Há momentos e locais da minha juventude que o tempo não foi capaz de cortar da memória. Um desses locais, e que o meu pai teimava em me levar, era o barbeiro. Desses momentos passados naquela pequena garagem transformada em salão de tosquias eu recordo-me muito bem. Não era propriamente o local nem tão pouco o barbeiro, o senhor Sousa, que eu temia. É que eu gostava mesmo muito da minha trunfa russa e encaracolada. Viciava-me e deleitava-me com o simples gesto de mexer na franja e de enrolar os cabelos nos meus dedos. Era o meu fetiche. Quando me cortavam o cabelo eu simplesmente perdia todas as forças, tal e qual Sanção.
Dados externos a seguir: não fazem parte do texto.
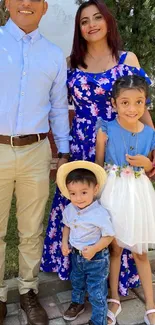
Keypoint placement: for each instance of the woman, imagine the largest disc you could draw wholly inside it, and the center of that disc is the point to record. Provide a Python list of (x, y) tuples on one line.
[(95, 63)]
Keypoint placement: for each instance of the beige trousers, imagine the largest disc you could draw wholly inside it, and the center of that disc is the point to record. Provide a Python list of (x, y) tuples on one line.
[(25, 171)]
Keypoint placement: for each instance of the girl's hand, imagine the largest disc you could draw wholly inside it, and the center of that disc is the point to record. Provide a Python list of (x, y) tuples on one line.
[(88, 252), (65, 249), (152, 172), (139, 161)]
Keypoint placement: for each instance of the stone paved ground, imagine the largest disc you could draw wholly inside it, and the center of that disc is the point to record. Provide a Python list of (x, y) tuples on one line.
[(132, 306), (132, 314)]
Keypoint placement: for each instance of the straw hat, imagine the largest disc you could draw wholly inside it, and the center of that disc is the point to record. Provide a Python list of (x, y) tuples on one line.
[(65, 169)]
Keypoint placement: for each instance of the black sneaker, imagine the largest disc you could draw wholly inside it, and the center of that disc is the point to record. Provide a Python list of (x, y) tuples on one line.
[(73, 311)]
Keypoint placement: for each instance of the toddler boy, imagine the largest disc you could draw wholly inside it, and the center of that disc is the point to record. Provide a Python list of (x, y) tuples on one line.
[(87, 233)]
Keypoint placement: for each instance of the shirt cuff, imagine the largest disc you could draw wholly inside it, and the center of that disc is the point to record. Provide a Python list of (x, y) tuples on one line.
[(63, 147)]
Dispersos sobre o balcão, um sem número de tesouras de vários tipos de cortes, navalhas com lâminas afiadas, frascos de colónia barata, pentes, escovas, copos de espumas e aventais de panos velhos causticamente clareados. Nas paredes, uns dez ou mais retratos de penteados da moda, um relógio compassado com o rádio que sussurrava uma música qualquer. Ao canto um sofá, desses de canto, desconfortável, onde se podem esperar eternidades antes que sejamos atendidos sem o receio de nos deixarmos adormecer.
Ai a cadeira, aquele monstro de cabedal vermelho, rotativa, qual cadeira eléctrica onde se senta um condenado. Era como eu me sentia, um condenado. Fitava a minha expressão de pânico, no reflexo daquele profundo espelho à minha frente, enquanto sentia o esganar do avental no pescoço. Entretanto, aparecia o filho do barbeiro, o Joãozinho, com uma vassoura gasta nas mão para varrer aquele monte de cabelos espalhados. E seu sentia um arrepio na nuca e engolia em seco.
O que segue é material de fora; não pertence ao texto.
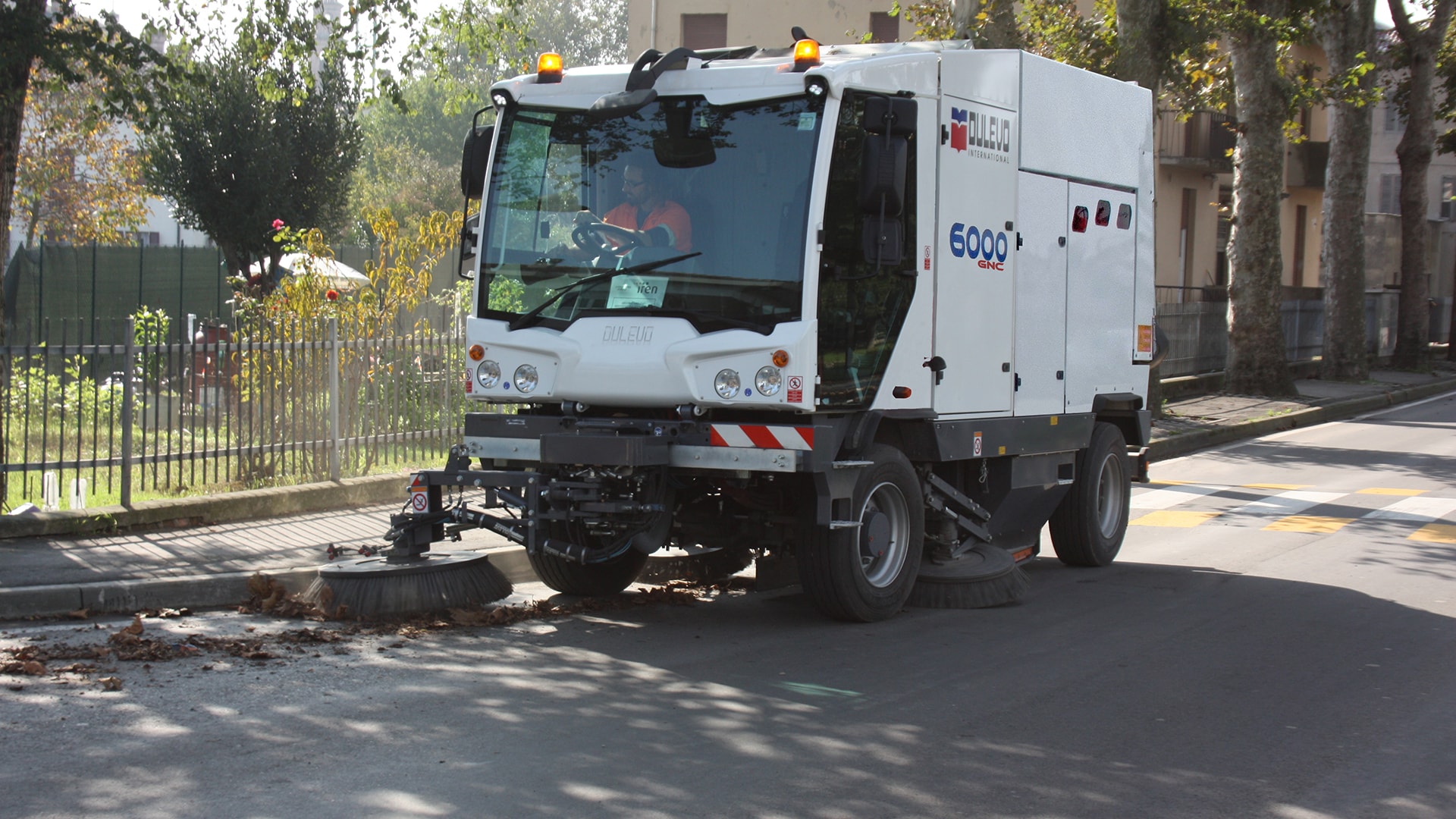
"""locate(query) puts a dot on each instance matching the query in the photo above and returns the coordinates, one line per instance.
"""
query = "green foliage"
(284, 382)
(413, 152)
(1055, 30)
(150, 328)
(234, 159)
-Como vai ser? Aparar ou cortar?
-Cortar, dizia logo o meu pai antes que eu dissesse um “ai”!
E eu lá, vendo as minhas guedelhas serem completamente ceifadas pelas mãos trémulas daquele homem. A tesoura fria e rápida brandia, ameaçadora.
-Cuidado, gritava o barbeiro. Ou paras quieto ou ainda te corto uma orelha, vê lá!
Depois eram as raspadelas de pêlos com a navalha, o pó de talco, aquele secador quente e barulhento, a fétida água de colónia que teria de usar até chegar a hora de tomar banho. Deu uma rematada final no estrago com uma tesourada inútil e disse que estava terminado, não sem antes pegar um espelho para me mostrar como ficou o corte atrás. Até hoje não entendo por que os barbeiros fazem isso! Será que alguém, algum dia, já reclamou e pediu que o trabalho fosse refeito?
Liberto da tortura, saltei da cadeira com a cabeça mais arejada nas orelhas. Sacudi os pêlos, que sobre mim jaziam, enquanto velava os longos cabelos louros espalhados pelo chão. Envergonhado, fugi a sete pés.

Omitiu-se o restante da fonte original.